John Chapman comes from a hard background. Born in 1923 and the son of deaf parents, John was sent to an orphanage at a young age when it was determined that his parents could not properly care for him. Seeking a better life, he joined the U.S. Navy in 1940 and was assigned to the USS West Virginia as a shipfitter.
On the morning of December 7, 1941, John was preparing to go to his second job as a lifeguard at a nearby resort when the first torpedo hit the West Virginia. Knocked from his feet, John at first thought that another ship had collided with his. When the call to man battle stations came, he realized that it was no collision. The Japanese had begun their attack.
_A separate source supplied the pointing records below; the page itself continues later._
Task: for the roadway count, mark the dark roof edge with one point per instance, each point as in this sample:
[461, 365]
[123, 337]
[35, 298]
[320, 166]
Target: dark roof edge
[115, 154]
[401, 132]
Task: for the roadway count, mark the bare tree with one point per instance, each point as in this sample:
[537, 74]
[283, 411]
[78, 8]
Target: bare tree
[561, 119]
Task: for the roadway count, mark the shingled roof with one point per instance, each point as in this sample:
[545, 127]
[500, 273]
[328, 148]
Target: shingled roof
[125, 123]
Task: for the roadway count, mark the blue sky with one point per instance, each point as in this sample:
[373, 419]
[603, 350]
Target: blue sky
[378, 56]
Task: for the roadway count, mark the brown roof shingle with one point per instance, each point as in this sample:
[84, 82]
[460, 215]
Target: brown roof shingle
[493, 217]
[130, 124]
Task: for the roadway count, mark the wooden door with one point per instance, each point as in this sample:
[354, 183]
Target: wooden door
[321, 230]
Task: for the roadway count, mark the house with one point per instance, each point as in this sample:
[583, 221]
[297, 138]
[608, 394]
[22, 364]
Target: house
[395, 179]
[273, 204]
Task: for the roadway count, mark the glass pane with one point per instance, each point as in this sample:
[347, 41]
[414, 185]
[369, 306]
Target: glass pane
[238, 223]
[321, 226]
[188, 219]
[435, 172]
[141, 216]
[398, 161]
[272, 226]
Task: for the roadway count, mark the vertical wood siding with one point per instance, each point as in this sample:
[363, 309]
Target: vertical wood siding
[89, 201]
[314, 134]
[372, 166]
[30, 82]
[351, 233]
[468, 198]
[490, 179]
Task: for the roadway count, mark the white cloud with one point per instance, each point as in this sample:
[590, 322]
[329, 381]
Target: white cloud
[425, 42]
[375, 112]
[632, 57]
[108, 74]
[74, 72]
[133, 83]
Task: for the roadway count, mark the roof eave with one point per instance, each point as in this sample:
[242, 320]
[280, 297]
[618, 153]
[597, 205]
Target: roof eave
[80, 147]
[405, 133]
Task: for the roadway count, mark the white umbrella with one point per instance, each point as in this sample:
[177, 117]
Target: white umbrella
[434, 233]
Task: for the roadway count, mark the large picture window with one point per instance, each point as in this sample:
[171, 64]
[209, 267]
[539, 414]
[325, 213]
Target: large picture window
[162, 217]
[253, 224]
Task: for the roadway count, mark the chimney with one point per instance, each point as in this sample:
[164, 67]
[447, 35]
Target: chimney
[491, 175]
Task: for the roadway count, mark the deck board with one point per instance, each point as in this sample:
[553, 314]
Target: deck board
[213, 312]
Below decks, John worked his station while torpedo after torpedo struck the West Virginia. His compartment began to flood and when no one gave the call to abandon the post, John took charge himself and led the others above. It was then that the call to abandon ship came and he leapt into the water, past smoke, fire and bodies. An iconic picture captured the moment when he was rescued from the water by a passing boat. Once ashore, John commandeered an admiral’s small boat, taking it back to the West Virginia in hopes of rescuing more survivors. It was then that he saw the Arizona explode and he quickly moved in to offer aid. He picked up as many survivors as he could handle and returned to shore, where a young ensign told him that he was not wearing the proper uniform to pilot the admiral’s craft. An argument ensued and John threatened the ensign. Another officer stepped in, helping John to get cleaned up and ordering him back to rescuing survivors. After several rescue attempts, John was then assigned to cut holes into the Oklahoma in the hope of rescuing those trapped inside.
John would later be assigned to a destroyer in the Pacific theater and would then go on to serve in Korea and Vietnam. Following his lengthy service, he retired and now lives in Concord, California, with his wife.